You may be aware that the MHRA, the regulatory agency in the United Kingdom, recently approved Valneva's COVID-19 vaccine on the basis of a serologic marker, a non-inferiority against the existing AstraZeneca vaccine. I think that's probably just the first in you know in a number of regulatory thinking, the first in line for thinking by regulators about how to approach this problem.
I would add, Michael, that, you know, if you think about what GeoVax is focused on as a strategy, we're looking to be able to differentiate, and we believe that GEO-CM04S1 may well demonstrate this in these populations, as we've been talking about, immunocompromised, that represents depending on how you define it, but if you take people being treated for various cancers or dealing with that, people who have genetic conditions, multiple sclerosis, who have weakened immune systems, people who have organ transplantation on immunosuppressive drugs and very elderly people with strong comorbidities. You know, we begin talking of anywhere 10-15 million patients that are out there that clearly are not being adequately served by the existing vaccines.
If you look at the opportunity, which are niche markets, but very valuable and important ones from the standpoint of the patients and the size of those opportunities. At the same time, in a greater sense, is this need to have boosters that give greater durability because we continue to see an unacceptable waning of the level of protection or the immune response that's coming from the existing just giving another shot on top of the same shot. We think there are a lot of areas that need to evolve. Clearly, how the discussions about how to evaluate and measure those, as Kelly was just talking about, is absolutely critical, and that's gonna evolve significantly also.
All right. Thank you very much. I really appreciate your insights.
Thank you.
This concludes our question and answer session. I would like to turn the conference back over to Mr. David Dodd for any closing remarks. Please go ahead.
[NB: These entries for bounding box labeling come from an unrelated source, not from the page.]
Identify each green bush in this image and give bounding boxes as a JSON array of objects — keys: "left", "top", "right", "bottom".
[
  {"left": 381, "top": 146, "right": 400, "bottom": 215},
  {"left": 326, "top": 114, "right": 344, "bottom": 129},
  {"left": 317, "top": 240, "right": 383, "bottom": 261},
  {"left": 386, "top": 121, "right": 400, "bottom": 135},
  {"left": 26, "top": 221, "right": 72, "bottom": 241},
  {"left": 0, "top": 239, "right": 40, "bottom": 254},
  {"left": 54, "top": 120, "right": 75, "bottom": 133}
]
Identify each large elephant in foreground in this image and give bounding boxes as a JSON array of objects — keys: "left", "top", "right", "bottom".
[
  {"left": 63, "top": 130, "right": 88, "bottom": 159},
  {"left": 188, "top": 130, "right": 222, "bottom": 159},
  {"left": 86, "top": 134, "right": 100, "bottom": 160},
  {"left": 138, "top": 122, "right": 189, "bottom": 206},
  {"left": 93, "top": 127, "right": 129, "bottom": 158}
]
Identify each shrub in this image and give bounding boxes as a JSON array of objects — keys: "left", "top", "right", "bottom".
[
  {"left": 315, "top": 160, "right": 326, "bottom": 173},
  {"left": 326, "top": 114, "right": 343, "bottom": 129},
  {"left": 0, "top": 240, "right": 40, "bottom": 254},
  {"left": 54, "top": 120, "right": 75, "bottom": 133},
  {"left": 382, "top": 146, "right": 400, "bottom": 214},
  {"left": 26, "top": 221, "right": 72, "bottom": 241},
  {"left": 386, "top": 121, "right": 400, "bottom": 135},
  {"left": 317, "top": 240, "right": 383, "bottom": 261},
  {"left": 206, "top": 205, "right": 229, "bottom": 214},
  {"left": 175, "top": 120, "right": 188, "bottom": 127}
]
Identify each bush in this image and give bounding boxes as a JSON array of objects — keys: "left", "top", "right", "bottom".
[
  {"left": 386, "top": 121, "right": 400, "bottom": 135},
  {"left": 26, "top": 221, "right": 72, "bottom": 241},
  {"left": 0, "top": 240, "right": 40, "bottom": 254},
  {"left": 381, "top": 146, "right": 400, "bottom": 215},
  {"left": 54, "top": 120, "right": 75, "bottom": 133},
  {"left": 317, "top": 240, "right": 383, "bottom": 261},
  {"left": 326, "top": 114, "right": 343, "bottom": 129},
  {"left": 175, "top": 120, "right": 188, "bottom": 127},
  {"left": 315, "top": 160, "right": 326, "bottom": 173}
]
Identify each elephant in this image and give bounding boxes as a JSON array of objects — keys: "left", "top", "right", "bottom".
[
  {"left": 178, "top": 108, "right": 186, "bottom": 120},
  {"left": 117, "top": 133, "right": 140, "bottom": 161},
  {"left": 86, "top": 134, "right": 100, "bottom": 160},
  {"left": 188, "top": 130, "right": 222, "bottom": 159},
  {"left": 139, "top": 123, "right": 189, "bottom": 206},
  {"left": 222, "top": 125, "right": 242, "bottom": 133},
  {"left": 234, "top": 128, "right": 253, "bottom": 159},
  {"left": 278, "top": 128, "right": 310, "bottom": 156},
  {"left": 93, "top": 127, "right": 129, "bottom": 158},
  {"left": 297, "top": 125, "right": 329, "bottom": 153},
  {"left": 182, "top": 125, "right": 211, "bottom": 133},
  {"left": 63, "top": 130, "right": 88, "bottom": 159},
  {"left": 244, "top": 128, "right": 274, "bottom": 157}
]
Okay. Thank you, everyone, not only for participating in this conference call, but also if we're providing some very good insightful questions that have given us an opportunity to discuss why we're doing what we're doing and what we're anticipating we might well see coming out of the clinical end. Our focus is clearly, as we've said, it's now on execution and reporting updates and progress for Gedeptin, GEO-CM04S1, GEO-CM02, and our other development programs, as well as updates on the expansion of our capabilities and resources. As I noted at the beginning of today's presentation, our pursuit is to deliver safe, affordable products to improve lives worldwide. The products that get vaccines and immunotherapies that can be not only delivered but administered and utilized in wherever they need to be.
Increasing value to our shareholders and again, providing motivating career development opportunities for the members of our team. We also want to acknowledge and thank our board of directors, our staff, and the many other parties that continue to support, assist, and advise us towards achieving success. For us, it's a great pleasure to be able to give you these updates and hopefully, excite you about our company and for being a part of this team. Have a safe and enjoyable day. This concludes our conference call. Thank you.
The conference has now concluded. Thank you for attending today's presentation. You may now disconnect.